Mr. Elias wanted his workers to clean out a 25,000-gallon tank that contained cyanide waste. He refused to test the air or the waste inside the tank. He ignored the pleas of his workers for safety equipment. When the workers complained of sore throats and difficulty breathing, Mr. Elias told them to finish the job or find work somewhere else.
Mr. Dominguez, a 20-year-old high school graduate, wanted to keep his job. Wearing just jeans and a T-shirt, he used a ladder to descend into the tank. Two hours later, covered in sludge and barely breathing, he was removed from the tank, a victim of cyanide poisoning at the hands of a ruthless employer who would blame his “stupid and lazy” employees for the incident. Mr. Dominguez suffered severe and permanent brain damage. He now has the rigid body movement and stammering speech found in patients with Parkinson’s disease.
Mr. Elias did not commit a crime under the Occupational Safety and Health Act, which is the primary federal worker-safety law in the United States. Why not? Because Mr. Dominguez did not die.

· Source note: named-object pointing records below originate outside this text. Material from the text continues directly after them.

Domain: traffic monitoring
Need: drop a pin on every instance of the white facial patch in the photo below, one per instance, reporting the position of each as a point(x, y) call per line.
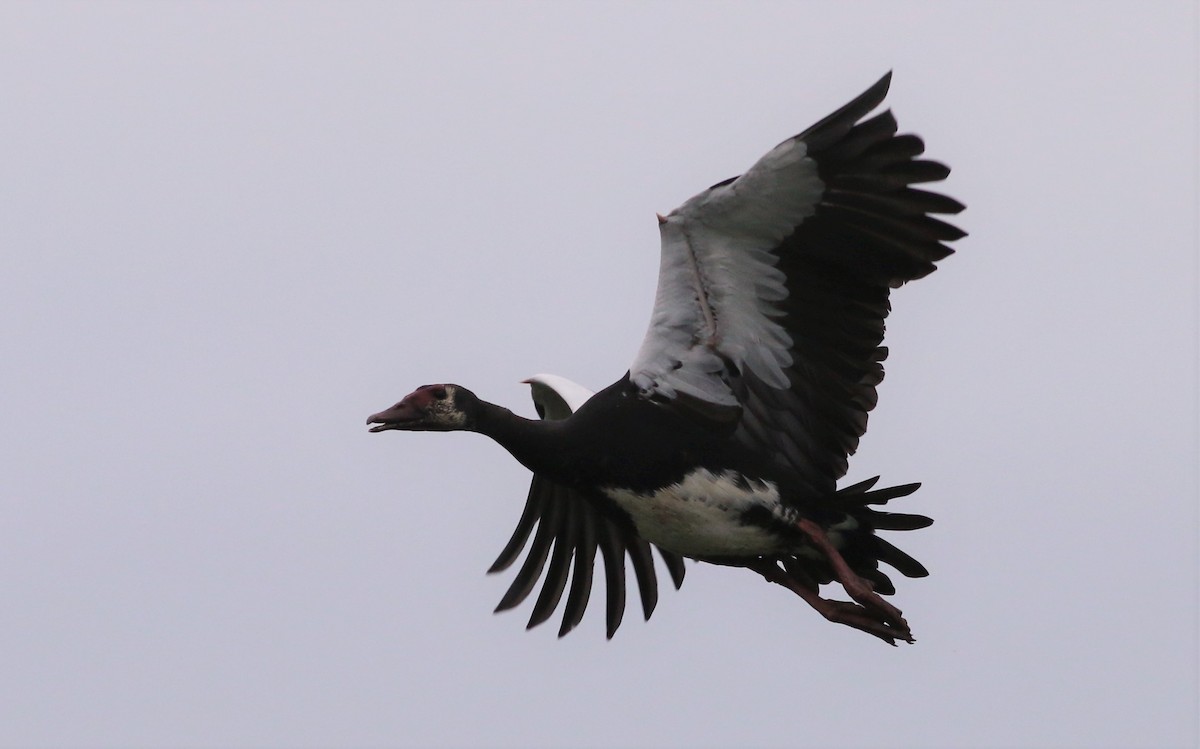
point(702, 515)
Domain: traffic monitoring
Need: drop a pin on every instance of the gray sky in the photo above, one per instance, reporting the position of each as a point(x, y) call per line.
point(232, 231)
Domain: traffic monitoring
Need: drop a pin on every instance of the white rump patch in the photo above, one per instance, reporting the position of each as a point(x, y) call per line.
point(701, 515)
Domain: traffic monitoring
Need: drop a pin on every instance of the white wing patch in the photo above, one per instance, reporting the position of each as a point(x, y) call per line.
point(719, 283)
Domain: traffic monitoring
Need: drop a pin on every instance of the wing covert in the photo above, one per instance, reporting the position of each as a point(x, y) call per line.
point(773, 287)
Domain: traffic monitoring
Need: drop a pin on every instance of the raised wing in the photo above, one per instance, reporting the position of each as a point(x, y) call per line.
point(569, 533)
point(773, 287)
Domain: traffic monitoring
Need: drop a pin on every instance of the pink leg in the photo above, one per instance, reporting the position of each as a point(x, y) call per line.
point(870, 613)
point(858, 588)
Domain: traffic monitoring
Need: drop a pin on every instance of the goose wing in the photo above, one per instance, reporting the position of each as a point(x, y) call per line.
point(773, 288)
point(569, 534)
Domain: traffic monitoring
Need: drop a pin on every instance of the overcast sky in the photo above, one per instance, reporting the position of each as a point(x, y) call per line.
point(229, 232)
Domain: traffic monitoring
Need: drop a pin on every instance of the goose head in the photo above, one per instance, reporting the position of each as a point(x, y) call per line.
point(430, 408)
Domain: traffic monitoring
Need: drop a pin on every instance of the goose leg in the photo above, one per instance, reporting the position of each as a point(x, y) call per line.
point(858, 588)
point(840, 612)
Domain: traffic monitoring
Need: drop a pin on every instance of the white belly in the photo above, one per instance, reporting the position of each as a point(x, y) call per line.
point(701, 515)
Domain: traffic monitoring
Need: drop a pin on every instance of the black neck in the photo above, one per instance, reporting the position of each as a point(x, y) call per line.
point(537, 444)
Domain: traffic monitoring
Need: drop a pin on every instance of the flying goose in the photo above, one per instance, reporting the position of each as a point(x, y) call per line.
point(726, 437)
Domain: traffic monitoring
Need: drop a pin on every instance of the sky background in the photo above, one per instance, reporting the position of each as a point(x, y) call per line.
point(229, 232)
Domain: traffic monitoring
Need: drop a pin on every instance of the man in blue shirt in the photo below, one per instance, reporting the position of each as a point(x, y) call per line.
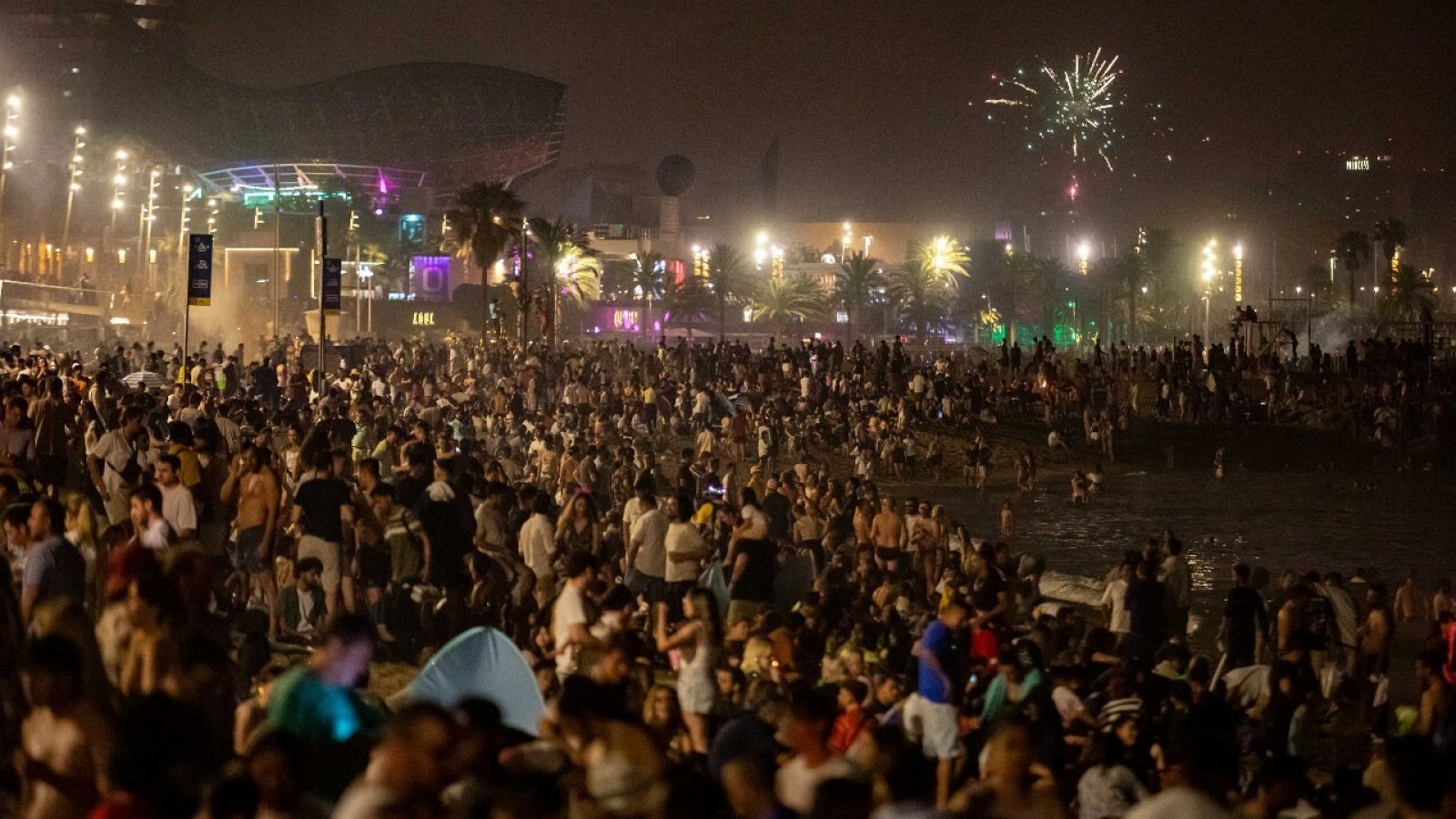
point(53, 566)
point(929, 714)
point(315, 703)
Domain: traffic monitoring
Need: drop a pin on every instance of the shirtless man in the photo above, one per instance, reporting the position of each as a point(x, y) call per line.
point(888, 533)
point(65, 739)
point(255, 487)
point(1375, 634)
point(1410, 603)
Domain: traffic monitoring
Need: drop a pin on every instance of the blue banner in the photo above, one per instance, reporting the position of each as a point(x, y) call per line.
point(332, 283)
point(200, 270)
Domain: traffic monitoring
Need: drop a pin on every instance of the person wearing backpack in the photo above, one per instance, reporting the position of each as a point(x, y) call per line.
point(114, 464)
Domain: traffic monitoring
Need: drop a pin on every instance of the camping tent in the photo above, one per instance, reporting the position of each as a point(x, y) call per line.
point(482, 662)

Employers rarely face criminal prosecution under the worker-safety laws. In the 38 years since Congress enacted the Occupational Safety and Health Act, only 68 criminal cases have been prosecuted, or less than two per year, with defendants serving a total of just 42 months in jail. During that same time, approximately 341,000 people have died at work, according to data compiled from the National Safety Council and the Bureau of Labor Statistics by the A.F.L.-C.I.O.
It is long past time for Congress to change the law. First, Congress should amend the Occupational Safety and Health Act to make it a crime for an employer to commit violations that cause serious injury to workers or that knowingly place workers at risk of death or serious injury. Whether good fortune intervenes and prevents harm to workers should not determine whether an employer commits a crime.